The new additions include:
- 🥁 Trombone
- 📦 Treasure Chest
- 😵 Distorted Face
- 🦎 Hairy Creature
- 💥 Fight Cloud
- 🐋 Orca
- 🏔️ Landslide
- 🩰 Ballet Dancer (with a new gender-neutral option)
There are also new skin tone modifiers for the people wrestling emoji and the dancers with bunny ears emoji — expanding representation in ways that matter to a lot of users.
These emoji were originally introduced by the Unicode Consortium and are now making their official debut on iPhone. The batch is on the smaller side — iOS 16.4 launched over 30 new emoji at once — but what’s here is a solid, eclectic mix.
What Didn’t Make It: The Siri Update
Let’s address the elephant in the room.
Heading into iOS 26.4, multiple credible reports suggested this update would include a significantly improved version of Siri — powered by AI in a more meaningful way, potentially with Gemini integration. That did not happen.
Apple has confirmed that upgraded Siri features are coming in 2026, but iOS 26.4 is not where they land. The most likely scenario at this point is that Apple will announce the new Siri alongside iOS 27 at WWDC 2026 (expected in early June), with a public rollout in the fall.
End-to-end encryption for RCS messages is also still not here. Apple tested it during the iOS 26.4 beta cycle but pulled it before the final release. That’s another feature to watch for in iOS 26.5 or later.
How to Update to iOS 26.4 Right Now

Getting iOS 26.4 takes less than two minutes to initiate. Here’s how:
- Open the Settings app on your iPhone
- Tap General
- Tap Software Update
- Download and install iOS 26.4
The update is compatible with iPhone 11 and all newer models, including the iPhone SE (2nd generation and later).
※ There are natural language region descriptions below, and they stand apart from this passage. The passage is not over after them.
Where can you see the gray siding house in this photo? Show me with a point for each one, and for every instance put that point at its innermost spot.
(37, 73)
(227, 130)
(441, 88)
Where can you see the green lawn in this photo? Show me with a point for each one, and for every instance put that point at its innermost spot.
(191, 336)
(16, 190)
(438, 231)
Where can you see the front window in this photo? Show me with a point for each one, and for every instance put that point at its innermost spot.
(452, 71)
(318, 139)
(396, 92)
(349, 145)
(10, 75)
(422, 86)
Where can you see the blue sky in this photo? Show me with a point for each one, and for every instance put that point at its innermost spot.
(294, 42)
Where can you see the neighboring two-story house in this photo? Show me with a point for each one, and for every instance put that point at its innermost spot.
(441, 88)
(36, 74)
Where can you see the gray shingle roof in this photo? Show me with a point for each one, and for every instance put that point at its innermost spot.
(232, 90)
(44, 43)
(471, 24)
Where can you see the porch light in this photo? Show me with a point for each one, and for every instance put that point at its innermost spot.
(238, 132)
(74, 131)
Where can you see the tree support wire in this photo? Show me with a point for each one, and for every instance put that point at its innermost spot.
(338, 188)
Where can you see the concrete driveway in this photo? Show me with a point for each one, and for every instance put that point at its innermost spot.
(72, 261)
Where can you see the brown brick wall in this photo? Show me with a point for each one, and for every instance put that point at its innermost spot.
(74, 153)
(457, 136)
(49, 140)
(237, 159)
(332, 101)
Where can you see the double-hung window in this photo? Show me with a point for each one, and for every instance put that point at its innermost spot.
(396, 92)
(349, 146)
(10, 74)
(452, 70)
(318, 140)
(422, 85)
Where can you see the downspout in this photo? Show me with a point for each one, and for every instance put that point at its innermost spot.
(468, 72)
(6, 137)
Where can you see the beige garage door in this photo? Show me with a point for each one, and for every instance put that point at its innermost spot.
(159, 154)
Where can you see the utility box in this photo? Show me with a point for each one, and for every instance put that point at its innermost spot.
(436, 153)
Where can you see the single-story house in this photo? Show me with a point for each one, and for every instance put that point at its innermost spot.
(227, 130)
That means if you’re on a recent-ish iPhone, you’re good to go.
As always, it’s a smart idea to back up your iPhone via iCloud or your computer before updating — just good practice in case anything unexpected happens during the install.
The Bigger Picture: Where iOS 26 Stands
iOS 26.4 isn’t a transformational release. It’s a steady, practical update that addresses real pain points — a broken keyboard, security features that weren’t on by default, a music experience that needed a creative boost, and a Podcasts app that had fallen behind competitors.
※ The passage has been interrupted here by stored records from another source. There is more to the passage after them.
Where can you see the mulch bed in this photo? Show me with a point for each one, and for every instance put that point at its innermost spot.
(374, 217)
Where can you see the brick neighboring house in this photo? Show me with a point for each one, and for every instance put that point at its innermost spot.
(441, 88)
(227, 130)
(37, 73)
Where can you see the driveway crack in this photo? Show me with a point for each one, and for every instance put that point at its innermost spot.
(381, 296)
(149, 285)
The Liquid Glass design overhaul that came with iOS 26 was the biggest visual shift Apple had made since iOS 7 back in 2013. The subsequent updates, including this one, have been about filling in the gaps and refining the experience that design requires.
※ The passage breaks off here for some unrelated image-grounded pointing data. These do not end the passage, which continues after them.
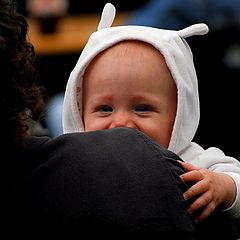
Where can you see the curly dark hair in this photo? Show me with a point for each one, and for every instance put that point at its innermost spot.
(21, 96)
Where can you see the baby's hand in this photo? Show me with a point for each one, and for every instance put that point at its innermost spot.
(212, 189)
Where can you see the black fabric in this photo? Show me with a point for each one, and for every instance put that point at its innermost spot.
(113, 184)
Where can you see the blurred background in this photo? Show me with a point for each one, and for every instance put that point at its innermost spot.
(59, 30)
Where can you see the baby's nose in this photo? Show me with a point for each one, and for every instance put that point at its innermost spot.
(122, 119)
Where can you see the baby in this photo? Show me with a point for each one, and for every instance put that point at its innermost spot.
(144, 78)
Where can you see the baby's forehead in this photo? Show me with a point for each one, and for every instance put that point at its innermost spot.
(132, 47)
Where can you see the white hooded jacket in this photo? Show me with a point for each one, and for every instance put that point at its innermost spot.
(179, 59)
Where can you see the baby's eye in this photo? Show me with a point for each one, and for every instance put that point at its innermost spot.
(105, 108)
(142, 108)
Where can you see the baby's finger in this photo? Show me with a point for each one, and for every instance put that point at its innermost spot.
(202, 201)
(193, 176)
(206, 212)
(188, 166)
(195, 190)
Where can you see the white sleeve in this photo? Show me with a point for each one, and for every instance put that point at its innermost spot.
(215, 160)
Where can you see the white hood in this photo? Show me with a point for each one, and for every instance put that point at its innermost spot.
(178, 56)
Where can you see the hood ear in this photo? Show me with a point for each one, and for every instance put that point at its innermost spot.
(196, 29)
(108, 16)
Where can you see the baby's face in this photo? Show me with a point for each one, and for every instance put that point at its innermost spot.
(129, 85)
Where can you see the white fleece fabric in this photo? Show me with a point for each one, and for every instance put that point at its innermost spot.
(179, 59)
The real excitement is still ahead. iOS 26.5 betas are expected to start very soon, and that’s where Apple might finally start rolling out AI-enhanced Siri features. WWDC 2026 is on the horizon, and with it, iOS 27 — which is expected to bring substantial changes to how Siri works and how Apple Intelligence integrates across the entire iPhone experience.
For now, iOS 26.4 is worth installing today. The Playlist Playground feature alone makes the update fun, the security improvements make it smart, and the bug fixes make it practical. That’s a solid combination for a mid-cycle release.
Compatible devices: iPhone 11, iPhone SE (2nd generation), and all newer iPhone models. iOS 26.4 was officially released on March 24, 2026.
Disclaimer
This blog post is written for informational purposes only. All features and details mentioned are based on publicly available information at the time of publishing (March 2026). Apple may update, modify, or remove certain features through future software updates. Feature availability may vary by device, region, and Apple ID settings. We are not affiliated with or endorsed by Apple Inc. Always refer to apple.com for the most accurate and up-to-date information.